Hasegawa Takanori, Nagasaki Masao, Yamaguchi Rui, Imoto Seiya, Miyano Satoru
Bioinformatics Center, Institute for Chemical Research, Kyoto University, Gokasho, Uji, Kyoto, Japan.
Department of Integrative Genomics, Tohoku Medical Megabank Organization, Tohoku University, 6-3-09 Aoba, Aramaki, Aoba-ku, Sendai, Japan.
Biosystems. 2014 Jul;121:54-66. doi: 10.1016/j.biosystems.2014.06.001. Epub 2014 Jun 5.
Recently, several biological simulation models of, e.g., gene regulatory networks and metabolic pathways, have been constructed based on existing knowledge of biomolecular reactions, e.g., DNA-protein and protein-protein interactions. However, since these do not always contain all necessary molecules and reactions, their simulation results can be inconsistent with observational data. Therefore, improvements in such simulation models are urgently required. A previously reported method created multiple candidate simulation models by partially modifying existing models. However, this approach was computationally costly and could not handle a large number of candidates that are required to find models whose simulation results are highly consistent with the data. In order to overcome the problem, we focused on the fact that the qualitative dynamics of simulation models are highly similar if they share a certain amount of regulatory structures. This indicates that better fitting candidates tend to share the basic regulatory structure of the best fitting candidate, which can best predict the data among candidates. Thus, instead of evaluating all candidates, we propose an efficient explorative method that can selectively and sequentially evaluate candidates based on the similarity of their regulatory structures. Furthermore, in estimating the parameter values of a candidate, e.g., synthesis and degradation rates of mRNA, for the data, those of the previously evaluated candidates can be utilized. The method is applied here to the pharmacogenomic pathways for corticosteroids in rats, using time-series microarray expression data. In the performance test, we succeeded in obtaining more than 80% of consistent solutions within 15% of the computational time as compared to the comprehensive evaluation. Then, we applied this approach to 142 literature-recorded simulation models of corticosteroid-induced genes, and consequently selected 134 newly constructed better models. The method described here was found to be capable of efficiently exploring candidate simulation models and obtaining better models within a short span of time. Furthermore, the results suggest that there may be room for improvement in literature recorded pathways and that they can be systematically updated using biological observational data.

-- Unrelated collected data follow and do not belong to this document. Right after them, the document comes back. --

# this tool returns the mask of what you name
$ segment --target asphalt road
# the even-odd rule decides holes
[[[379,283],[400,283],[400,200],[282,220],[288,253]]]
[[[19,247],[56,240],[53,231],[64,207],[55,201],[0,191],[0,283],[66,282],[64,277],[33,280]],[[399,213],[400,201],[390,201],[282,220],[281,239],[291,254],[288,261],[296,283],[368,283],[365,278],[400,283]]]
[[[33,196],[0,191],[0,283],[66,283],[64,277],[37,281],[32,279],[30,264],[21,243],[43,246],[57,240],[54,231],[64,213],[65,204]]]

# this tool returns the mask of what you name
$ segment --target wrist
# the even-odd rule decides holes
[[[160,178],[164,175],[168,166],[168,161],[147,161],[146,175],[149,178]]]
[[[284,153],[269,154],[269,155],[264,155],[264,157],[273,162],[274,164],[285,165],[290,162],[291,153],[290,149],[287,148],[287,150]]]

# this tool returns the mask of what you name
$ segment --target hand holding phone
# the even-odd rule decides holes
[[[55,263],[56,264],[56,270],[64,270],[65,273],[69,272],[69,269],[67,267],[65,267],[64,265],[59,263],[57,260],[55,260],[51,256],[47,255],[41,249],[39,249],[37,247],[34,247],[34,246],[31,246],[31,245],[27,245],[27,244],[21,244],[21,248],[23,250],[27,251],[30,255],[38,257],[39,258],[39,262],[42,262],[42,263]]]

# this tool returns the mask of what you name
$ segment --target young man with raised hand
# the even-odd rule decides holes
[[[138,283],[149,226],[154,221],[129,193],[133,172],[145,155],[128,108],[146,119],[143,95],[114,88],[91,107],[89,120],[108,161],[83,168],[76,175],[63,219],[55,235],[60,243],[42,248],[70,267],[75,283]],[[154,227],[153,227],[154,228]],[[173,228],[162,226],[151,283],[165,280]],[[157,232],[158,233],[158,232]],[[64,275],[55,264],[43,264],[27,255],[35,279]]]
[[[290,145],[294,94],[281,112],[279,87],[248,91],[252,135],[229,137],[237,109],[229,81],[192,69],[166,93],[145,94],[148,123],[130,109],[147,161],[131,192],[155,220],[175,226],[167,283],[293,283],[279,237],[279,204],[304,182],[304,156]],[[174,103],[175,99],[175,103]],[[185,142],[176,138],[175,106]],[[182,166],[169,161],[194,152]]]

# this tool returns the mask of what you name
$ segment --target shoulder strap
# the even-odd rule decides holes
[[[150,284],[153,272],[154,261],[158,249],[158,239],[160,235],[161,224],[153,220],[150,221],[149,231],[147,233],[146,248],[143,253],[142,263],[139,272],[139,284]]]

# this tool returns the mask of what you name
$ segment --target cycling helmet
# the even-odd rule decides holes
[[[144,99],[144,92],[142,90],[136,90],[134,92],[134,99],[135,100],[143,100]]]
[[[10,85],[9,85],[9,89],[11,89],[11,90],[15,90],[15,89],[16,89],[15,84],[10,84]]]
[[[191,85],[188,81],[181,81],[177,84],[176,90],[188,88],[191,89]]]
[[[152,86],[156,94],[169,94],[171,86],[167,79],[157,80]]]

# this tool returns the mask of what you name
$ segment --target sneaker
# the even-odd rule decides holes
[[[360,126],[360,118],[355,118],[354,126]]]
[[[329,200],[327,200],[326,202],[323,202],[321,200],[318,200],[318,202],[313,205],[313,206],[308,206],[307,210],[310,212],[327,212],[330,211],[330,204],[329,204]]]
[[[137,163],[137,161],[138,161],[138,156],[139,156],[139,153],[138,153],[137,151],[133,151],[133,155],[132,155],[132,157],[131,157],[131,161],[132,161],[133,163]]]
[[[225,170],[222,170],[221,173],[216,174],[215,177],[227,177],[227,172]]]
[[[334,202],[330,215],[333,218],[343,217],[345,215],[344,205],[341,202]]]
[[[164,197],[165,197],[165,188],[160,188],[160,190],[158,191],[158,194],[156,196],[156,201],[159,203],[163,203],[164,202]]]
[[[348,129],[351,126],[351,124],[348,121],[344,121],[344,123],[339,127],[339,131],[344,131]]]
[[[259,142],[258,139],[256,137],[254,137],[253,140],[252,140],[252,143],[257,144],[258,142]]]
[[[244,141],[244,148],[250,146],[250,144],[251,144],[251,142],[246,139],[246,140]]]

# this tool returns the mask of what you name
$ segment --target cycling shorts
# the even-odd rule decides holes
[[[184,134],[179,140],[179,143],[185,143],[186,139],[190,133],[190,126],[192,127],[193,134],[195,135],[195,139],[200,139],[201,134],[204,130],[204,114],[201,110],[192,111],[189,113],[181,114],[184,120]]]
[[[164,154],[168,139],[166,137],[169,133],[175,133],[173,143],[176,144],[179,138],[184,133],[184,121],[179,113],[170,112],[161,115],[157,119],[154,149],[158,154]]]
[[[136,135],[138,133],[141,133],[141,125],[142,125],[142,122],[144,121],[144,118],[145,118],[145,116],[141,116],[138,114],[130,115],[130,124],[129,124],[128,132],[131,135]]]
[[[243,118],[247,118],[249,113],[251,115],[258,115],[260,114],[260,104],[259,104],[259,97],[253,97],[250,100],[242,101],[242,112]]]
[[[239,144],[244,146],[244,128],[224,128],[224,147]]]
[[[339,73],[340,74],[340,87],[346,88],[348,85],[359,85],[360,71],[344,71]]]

最近,基于生物分子反应的现有知识,如DNA - 蛋白质和蛋白质 - 蛋白质相互作用,构建了一些生物模拟模型,例如基因调控网络和代谢途径。然而,由于这些模型并不总是包含所有必要的分子和反应,其模拟结果可能与观测数据不一致。因此,迫切需要改进此类模拟模型。先前报道的一种方法通过部分修改现有模型来创建多个候选模拟模型。然而,这种方法计算成本高昂,并且无法处理大量候选模型,而这些候选模型是找到模拟结果与数据高度一致的模型所必需的。为了克服这个问题,我们关注到这样一个事实:如果模拟模型共享一定数量的调控结构,那么它们的定性动力学非常相似。这表明更好的拟合候选模型往往共享最佳拟合候选模型的基本调控结构,而最佳拟合候选模型在候选模型中对数据的预测能力最强。因此,我们提出了一种有效的探索方法,该方法可以基于候选模型调控结构的相似性,有选择地、顺序地评估候选模型,而不是评估所有候选模型。此外,在估计候选模型的参数值(例如mRNA的合成和降解速率)以拟合数据时,可以利用先前评估的候选模型的参数值。该方法在此处应用于大鼠中皮质类固醇的药物基因组学途径,使用时间序列微阵列表达数据。在性能测试中,与全面评估相比,我们成功地在15%的计算时间内获得了超过80%的一致解。然后,我们将这种方法应用于142个文献记录的皮质类固醇诱导基因的模拟模型,从而选择了新构建的134个更好的模型。结果表明,这里描述的方法能够有效地探索候选模拟模型,并在短时间内获得更好的模型。此外,结果表明文献记录的途径可能还有改进的空间,并且可以使用生物学观测数据进行系统更新。